1. Da forma como está estabelecida, a proibição do aborto é desigual e injusta para com metade da população, a metade feminina. A mulher está proibida de abortar, mas o homem não está obrigado a se responsabilizar pela criança que gerou. Independentemente da continuidade ou não do relacionamento que deu origem à gravidez, a responsabilidade pela criança gestada tinha que ser dos dois envolvidos. Essa responsabilidade não pode recair apenas sobre a mulher, pelo simples fato biológico de que ela carregará as consequências da relação no próprio corpo na forma de uma gestação. A gestação não existira sem a participação dos dois, portanto os dois tinham que ser igualmente responáveis pelas consequências. Mas isso não acontece, e a sociedade hipocritamente absolve os homens e condena as mulheres obrigando-as a arcar sozinhas com a gravidez.
O abandono masculino está plenamente legalizado e acontece aos milhões (5,5 milhões de crianças não possuem sequer o nome do pai na certidão de nascimento, conforme http://exame.abril.com.br/brasil/brasil-tem-5-5-milhoes-de-criancas-sem-pai-no-registro/), de modo que esses milhões de bebês se tornaram um encargo exclusivo das mães.

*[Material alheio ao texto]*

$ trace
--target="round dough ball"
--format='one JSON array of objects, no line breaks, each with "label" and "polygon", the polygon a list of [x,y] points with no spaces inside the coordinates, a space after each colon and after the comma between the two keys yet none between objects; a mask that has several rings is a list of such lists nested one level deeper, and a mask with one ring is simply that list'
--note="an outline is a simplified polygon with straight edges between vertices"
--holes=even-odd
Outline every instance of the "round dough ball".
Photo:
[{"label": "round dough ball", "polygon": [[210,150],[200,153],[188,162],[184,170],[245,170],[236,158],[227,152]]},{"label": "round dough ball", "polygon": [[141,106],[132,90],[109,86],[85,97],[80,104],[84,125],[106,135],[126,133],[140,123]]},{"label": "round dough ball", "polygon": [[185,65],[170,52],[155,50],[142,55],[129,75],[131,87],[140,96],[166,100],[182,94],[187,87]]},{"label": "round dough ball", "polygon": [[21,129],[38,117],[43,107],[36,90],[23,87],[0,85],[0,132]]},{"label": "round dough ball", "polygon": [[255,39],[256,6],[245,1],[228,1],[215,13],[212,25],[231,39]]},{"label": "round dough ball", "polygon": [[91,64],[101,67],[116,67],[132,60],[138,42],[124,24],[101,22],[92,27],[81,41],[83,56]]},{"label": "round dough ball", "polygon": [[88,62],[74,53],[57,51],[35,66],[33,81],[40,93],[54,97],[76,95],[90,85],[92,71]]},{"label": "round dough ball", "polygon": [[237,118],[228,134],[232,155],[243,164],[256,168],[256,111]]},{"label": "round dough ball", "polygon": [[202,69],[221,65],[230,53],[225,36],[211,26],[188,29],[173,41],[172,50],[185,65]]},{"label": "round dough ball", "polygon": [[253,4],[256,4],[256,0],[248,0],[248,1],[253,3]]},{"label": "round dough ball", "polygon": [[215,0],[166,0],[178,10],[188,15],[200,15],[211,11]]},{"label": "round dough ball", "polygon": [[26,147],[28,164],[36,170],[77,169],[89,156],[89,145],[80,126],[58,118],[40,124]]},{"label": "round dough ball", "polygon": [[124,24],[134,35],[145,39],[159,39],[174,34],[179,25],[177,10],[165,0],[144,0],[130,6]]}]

Além disso, o simples ato do registro não obriga os pais a dividir cuidado, sustento e preocupação com os filhos, como é socialmente exigido das mães. Para além dos milhões de homens que nem sequer registram os filhos, há outros tantos ou muitos milhões mais que se omitem e se ausentam completamente. Ressalte-se ainda que o abandono masculino é muito mais cruel do que o aborto, porque atinge um ser humano já vivo, capaz de sentir e pensar, que sofrerá as consequências pelo resto da vida, enquanto que o aborto antes do 3º mês atinge fetos ainda em formação, que nem sequer sentem nem pensam.
O mero pagamento de pensão alimentícia (quando acontece regularmente) ou visitas periódicas está muito aquém do necessário para compensar o volume de tempo e esforço que é exigido da mãe. Por quê continua sendo considerado “natural” que a mãe tenha toda a responsabilidade com os filhos, ou não só isso, que seja carinhosa, amorosa, faça sacrifícios pessoais, financeiros, de tempo, etc., em favor dos filhos, de uma forma que não é exigido dos pais? Por quê o tratamento é assim desigual? Só há duas formas de se reparar essa injustiça: ou se obriga os pais a ter igual responsabilidade na criação dos filhos, ou se autoriza o aborto para as mulheres, dando a elas o direito de também se desresponsabilizar com o resultado de uma relação sexual, como os homens já fazem.
Alguns vão dizer que há pais que são excelentes ou “melhores” que certas mães, mas eles são justamente a exceção que se destaca porque contrasta com a regra geral que é a omissão masculina. Outros vão dizer que nem todas as mães cumprem assim tão fielmente com os “seus deveres”, nem todas são assim tão responsáveis, cuidadosas, amorosas, etc., com seus filhos. Mas isso justamente ilustra o fato de que muitas mulheres e jovens não querem, não estão preparadas e não têm condições de serem mães, e deveria lhes ser permitida a alternativa de interromper a gravidez antes de gerar um filho que não poderão criar, como é permitido aos homens fugir do problema covardemente.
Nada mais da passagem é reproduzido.